The JAM (Jan Dhan, Aadhaar, Mobiles) trinity will eliminate cash dealings between the government and the citizen in the transfer of social security benefits and subsidies. Arun Jaitley during his budget speech in February 2015 called JAM trinity a game changing reform. Crop Insurance has been rolled out. With Aadhaar getting legislative backing, DBTs are slated to become a game changer.
For the first time, we have a housing scheme for the poor that comes with a water connection and a toilet. Smart Cities have started a competitive race between shortlisted 20 municipalities and municipal reforms and finances have become mainstream discourse. Credit goes to M. Venkaiah Naidu for pushing for this.
UDAY has been a comprehensive and game changing reform in power sector, which will result in savings of R1.8 lakh crore every year, within three years from now.
At the same time, not everything is hunky-dory. Digital India is as confused as NeGP was under the previous regime.
And it is not just mobile services but also Internet connectivity and Bharat Broadband that have become disaster areas. Technology choices and preferential treatments are creeping into policymaking—this is certain to distort the playing field.

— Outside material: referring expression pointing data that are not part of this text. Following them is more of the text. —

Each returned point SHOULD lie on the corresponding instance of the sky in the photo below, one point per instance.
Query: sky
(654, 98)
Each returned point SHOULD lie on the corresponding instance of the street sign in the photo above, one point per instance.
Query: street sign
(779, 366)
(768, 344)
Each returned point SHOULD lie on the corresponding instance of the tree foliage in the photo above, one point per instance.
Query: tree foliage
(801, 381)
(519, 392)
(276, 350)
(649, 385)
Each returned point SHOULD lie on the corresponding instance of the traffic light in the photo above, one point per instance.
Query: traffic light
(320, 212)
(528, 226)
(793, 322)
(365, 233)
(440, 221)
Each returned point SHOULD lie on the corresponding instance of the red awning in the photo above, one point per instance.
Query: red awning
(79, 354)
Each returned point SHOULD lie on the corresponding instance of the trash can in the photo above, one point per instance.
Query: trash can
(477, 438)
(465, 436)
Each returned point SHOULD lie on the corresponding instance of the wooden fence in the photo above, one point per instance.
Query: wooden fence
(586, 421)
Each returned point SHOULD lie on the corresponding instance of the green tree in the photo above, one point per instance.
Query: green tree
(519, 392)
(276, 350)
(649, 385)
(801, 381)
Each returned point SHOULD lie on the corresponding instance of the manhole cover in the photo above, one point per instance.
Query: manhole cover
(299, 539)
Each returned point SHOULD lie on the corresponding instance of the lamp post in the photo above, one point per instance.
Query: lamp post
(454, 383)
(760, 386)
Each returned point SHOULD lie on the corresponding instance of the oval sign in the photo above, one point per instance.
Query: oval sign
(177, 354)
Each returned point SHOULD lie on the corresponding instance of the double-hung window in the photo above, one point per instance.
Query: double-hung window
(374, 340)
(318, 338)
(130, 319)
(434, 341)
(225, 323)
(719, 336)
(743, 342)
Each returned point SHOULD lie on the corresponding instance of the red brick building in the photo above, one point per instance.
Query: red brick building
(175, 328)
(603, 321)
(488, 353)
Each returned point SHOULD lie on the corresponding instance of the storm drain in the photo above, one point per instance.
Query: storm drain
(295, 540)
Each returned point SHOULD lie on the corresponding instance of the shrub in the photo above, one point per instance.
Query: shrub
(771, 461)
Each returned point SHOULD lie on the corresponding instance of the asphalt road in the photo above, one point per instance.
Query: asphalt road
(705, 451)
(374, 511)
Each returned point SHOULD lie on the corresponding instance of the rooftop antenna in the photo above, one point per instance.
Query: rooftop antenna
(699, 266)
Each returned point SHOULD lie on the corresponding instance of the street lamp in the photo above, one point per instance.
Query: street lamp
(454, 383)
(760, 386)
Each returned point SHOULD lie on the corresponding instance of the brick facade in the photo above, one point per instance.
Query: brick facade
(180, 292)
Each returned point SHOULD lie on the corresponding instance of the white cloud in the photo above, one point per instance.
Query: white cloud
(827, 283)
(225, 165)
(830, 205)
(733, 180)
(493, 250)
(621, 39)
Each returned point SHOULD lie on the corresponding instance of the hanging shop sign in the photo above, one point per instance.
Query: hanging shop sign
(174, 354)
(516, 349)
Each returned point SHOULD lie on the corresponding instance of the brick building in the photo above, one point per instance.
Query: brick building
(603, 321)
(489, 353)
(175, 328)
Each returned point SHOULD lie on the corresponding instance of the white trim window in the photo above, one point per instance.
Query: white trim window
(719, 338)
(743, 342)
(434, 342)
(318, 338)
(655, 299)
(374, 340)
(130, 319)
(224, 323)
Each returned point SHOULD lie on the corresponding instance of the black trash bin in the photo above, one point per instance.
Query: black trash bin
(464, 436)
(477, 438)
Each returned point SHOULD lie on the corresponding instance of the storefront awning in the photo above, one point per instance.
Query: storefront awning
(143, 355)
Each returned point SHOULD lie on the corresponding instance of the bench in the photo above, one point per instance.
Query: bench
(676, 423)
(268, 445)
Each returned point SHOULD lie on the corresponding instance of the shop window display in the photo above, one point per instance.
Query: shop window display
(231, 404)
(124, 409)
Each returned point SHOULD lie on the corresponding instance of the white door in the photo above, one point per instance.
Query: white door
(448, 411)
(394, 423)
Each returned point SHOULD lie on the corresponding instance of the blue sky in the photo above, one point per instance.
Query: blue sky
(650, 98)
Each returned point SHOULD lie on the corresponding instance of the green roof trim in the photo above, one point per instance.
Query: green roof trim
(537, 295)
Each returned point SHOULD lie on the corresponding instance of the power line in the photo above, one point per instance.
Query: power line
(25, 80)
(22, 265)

Skill India is spending a lot of energy handling inter-departmental turf issues and Swachh Bharat is in serious need of a holistic plan and a fresh approach…
“The book is a comprehensive account of the reform measures introduced since they were launched in early 1990s. It offers a critical but constructive review of the various steps taken by different administrations and lays the foundation for future reforms. Truly an important guide book for policymakers. Congratulations to Sameer for a lively recapitulation of an exciting saga.”

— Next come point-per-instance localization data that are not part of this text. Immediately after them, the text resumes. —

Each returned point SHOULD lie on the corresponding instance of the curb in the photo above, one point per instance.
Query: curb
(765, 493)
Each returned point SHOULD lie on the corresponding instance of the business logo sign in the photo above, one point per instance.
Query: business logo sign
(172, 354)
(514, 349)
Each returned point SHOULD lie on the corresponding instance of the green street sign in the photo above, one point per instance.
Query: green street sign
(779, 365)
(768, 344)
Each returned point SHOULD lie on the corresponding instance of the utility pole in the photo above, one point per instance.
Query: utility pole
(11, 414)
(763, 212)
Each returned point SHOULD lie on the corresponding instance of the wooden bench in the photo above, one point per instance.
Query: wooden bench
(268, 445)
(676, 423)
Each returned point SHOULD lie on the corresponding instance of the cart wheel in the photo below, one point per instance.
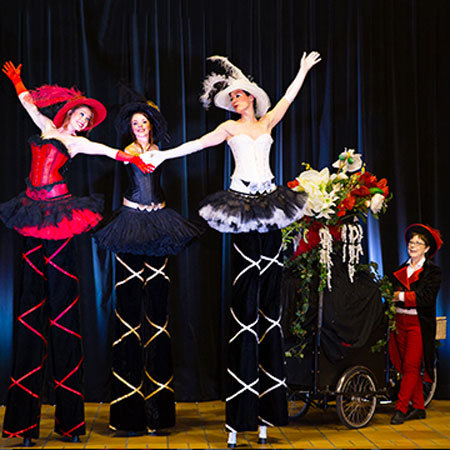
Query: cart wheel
(429, 389)
(355, 401)
(298, 403)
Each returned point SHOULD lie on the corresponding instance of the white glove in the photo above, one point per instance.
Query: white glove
(306, 63)
(156, 157)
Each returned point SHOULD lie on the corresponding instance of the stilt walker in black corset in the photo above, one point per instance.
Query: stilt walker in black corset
(143, 233)
(254, 209)
(49, 217)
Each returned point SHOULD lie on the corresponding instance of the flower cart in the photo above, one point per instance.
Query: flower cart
(336, 318)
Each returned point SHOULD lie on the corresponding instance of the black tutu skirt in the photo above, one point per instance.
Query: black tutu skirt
(154, 233)
(59, 218)
(233, 212)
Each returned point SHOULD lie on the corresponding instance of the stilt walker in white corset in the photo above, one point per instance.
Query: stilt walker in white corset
(254, 209)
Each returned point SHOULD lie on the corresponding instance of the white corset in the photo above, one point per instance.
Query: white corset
(252, 172)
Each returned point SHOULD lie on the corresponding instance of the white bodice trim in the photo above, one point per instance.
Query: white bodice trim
(252, 172)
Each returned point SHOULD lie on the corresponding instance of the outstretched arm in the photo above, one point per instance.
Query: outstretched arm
(13, 73)
(278, 112)
(211, 139)
(79, 144)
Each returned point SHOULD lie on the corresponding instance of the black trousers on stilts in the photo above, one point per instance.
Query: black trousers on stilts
(142, 388)
(47, 316)
(256, 383)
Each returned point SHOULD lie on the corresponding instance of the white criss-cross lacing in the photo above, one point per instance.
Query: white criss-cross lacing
(252, 263)
(273, 324)
(134, 274)
(272, 260)
(246, 387)
(156, 272)
(244, 327)
(278, 382)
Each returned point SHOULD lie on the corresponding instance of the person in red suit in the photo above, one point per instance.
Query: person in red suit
(412, 344)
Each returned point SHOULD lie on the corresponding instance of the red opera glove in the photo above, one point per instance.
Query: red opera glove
(13, 73)
(146, 168)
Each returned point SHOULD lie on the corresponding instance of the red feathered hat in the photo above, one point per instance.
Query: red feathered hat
(433, 236)
(56, 101)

C. Rangarajan, Former RBI Governor
There is a great dearth of literature on the years of reforms, which have elapsed and articles have been written, some of them have been good, well informed but a person like me has been missing an authoritative account of what happened and as far as possible from first hand sources, I think this book fulfils the need to a great extent because the period has been covered very well, each period has been covered separately and all the important events with regard to economic reforms, which happened during this period have been faithfully recorded and it will be a great contribution to the literature on the subject. The book has an honest assessment of the impact of the reforms on our economy and if we go by the fact I was looking at the figures to find out how many times India has grown at over 7 per cent annually, you will be surprised that before 1991, that is from 1951-1991, in 40 years there have been only 6 years when India’s national income had recorded a growth of over 7 per cent and the growth has not been sustained beyond a year and collapsed the next year. We went back to perhaps the Hindu rate of growth. Post reforms, between 1991 and today, there have been 12 years of 7 per cent growth rate—12 in 25 years, 6 in 40 years. If it had not been for the great tragedy of 2008-09—we mismanaged our economy thoroughly in 2008-09. If that had not happened, the growth rate would have been sustained. It is important to take note of the fact that for the first time in our history, India grew more than 8 per cent continuously for five years, between 2003-04 and 2007-08. We have never had such a period of growth in any set of time. There is no doubt that reforms have stood and done good to India. Unfortunately even after 25 years, there is no political consensus on economic reforms. And that’s why important reforms are held up even today for political reasons.